Mamphela made her announcement on Monday at a press briefing at Constitution Hill, ending weeks of speculation around her political plans.
Agang, which means "build" in SeSotho, will be a platform that declares war against corruption.
Ramphele also said the decision to enter politics was a difficult one. "Let's build the country of our dreams," she told the media contingent.
Rumours of her intention to start her own political party started after reports in January said she was on a visit to the United States to collect money for a new party and rallying ambassadors for support. She was also quoted expressing her intentions to join active politics, saying she was "entering politics to save her country".
According to the report, Ramphele thought stronger opposition was needed after President Jacob Zuma was re-elected ANC president at the party's elective conference in Mangaung in December.
Ramphele added fuel to the controversy earlier in the month after resigning as the chairperson of Gold Fields. Ramphele said she decided to retire "to further her socioeconomic and political work".
But analysts, the Democratic Alliance and the ANC said Ramphele would struggle to provide a viable alternative to the current political status quo if she intended to form a political party.
Media reports suggested last year that Ramphele would be joining the DA as a replacement for incumbent leader Helen Zille and Zille tried to get Ramphele to join her party last year, but she declined and formed the Citizens' Movement, a nongovernmental organisation.
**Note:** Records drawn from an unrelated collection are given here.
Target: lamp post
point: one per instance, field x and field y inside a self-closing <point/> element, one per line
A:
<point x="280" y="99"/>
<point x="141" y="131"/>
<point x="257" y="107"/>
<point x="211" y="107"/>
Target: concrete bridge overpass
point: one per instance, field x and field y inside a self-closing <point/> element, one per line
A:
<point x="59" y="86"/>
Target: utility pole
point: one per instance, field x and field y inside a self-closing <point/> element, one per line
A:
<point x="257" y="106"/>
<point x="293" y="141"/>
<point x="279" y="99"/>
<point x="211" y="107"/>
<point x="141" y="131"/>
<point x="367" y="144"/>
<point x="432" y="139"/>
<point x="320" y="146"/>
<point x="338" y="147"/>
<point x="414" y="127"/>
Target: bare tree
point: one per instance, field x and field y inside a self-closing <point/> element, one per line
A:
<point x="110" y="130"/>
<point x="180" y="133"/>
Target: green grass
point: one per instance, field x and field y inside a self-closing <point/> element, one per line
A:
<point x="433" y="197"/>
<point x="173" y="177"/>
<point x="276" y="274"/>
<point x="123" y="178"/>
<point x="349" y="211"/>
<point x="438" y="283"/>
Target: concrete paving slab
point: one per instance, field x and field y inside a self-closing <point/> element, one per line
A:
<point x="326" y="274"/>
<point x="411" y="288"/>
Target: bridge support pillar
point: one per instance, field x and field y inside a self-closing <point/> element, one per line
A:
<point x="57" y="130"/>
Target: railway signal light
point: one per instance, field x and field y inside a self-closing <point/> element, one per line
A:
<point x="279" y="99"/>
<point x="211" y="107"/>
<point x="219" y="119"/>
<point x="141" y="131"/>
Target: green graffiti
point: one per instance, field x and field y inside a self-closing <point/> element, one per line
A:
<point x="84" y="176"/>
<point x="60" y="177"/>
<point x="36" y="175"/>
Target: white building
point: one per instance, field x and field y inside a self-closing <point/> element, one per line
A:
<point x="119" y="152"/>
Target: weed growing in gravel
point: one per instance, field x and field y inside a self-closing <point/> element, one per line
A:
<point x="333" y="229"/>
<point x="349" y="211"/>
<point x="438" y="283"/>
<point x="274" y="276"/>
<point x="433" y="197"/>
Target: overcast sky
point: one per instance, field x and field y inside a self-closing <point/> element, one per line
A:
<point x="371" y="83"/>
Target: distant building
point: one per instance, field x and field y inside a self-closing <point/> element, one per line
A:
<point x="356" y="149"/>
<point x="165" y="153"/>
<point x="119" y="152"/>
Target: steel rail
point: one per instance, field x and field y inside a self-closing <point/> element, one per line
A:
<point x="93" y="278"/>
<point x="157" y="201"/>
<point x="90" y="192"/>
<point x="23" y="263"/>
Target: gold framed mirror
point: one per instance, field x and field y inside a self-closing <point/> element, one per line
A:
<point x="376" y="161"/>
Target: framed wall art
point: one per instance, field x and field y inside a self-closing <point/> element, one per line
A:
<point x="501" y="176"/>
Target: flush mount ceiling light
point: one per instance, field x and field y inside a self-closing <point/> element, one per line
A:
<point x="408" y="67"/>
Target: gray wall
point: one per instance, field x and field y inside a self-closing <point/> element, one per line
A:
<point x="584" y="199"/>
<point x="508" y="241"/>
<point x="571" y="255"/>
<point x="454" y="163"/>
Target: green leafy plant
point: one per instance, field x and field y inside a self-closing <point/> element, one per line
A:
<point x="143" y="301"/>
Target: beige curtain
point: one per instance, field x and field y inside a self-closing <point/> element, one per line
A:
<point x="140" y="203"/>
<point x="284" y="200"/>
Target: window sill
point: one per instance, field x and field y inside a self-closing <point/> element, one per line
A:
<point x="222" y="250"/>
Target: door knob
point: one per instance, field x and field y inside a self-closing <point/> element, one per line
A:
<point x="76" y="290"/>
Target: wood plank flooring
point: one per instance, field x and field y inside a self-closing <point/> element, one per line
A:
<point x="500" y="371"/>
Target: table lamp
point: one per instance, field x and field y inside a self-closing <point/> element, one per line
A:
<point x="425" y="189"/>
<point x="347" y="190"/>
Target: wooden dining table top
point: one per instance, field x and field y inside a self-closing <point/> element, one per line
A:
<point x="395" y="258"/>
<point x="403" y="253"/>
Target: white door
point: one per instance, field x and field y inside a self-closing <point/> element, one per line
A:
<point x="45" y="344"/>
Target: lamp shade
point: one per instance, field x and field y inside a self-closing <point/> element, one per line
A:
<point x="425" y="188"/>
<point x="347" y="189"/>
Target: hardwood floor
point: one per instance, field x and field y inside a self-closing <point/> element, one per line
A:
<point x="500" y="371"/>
She said at the time that she had never joined a political party in her life.
"I am not a joiner but a change agent. I have always seen my role as a change agent supporting any appropriate transformative process initiated by any South African," she said at the time.
'No Sunday picnic'
The ANC has in the past dismissed her criticism of the ruling party as opposition politicking.
ANC secretary general Gwede Mantashe said at the time her comments were an indication of her intention to enter active politics. "If she wants to join the DA or form a political party, she will soon find out that it is no Sunday picnic," he added.
Ramphele cut her teeth as an apartheid activist while studying medicine at the University of Natal in the 1970s. She became increasingly involved in student politics and was one of the founders of the Black Consciousness Movement, alongside Steve Biko. She was specifically involved in organising and working with community development programmes through the movement.
In 1975, she founded the Zanempilo Community Health Centre in Zinyoka, in the Eastern Cape – one of the first primary health care initiatives outside the public sector in South Africa.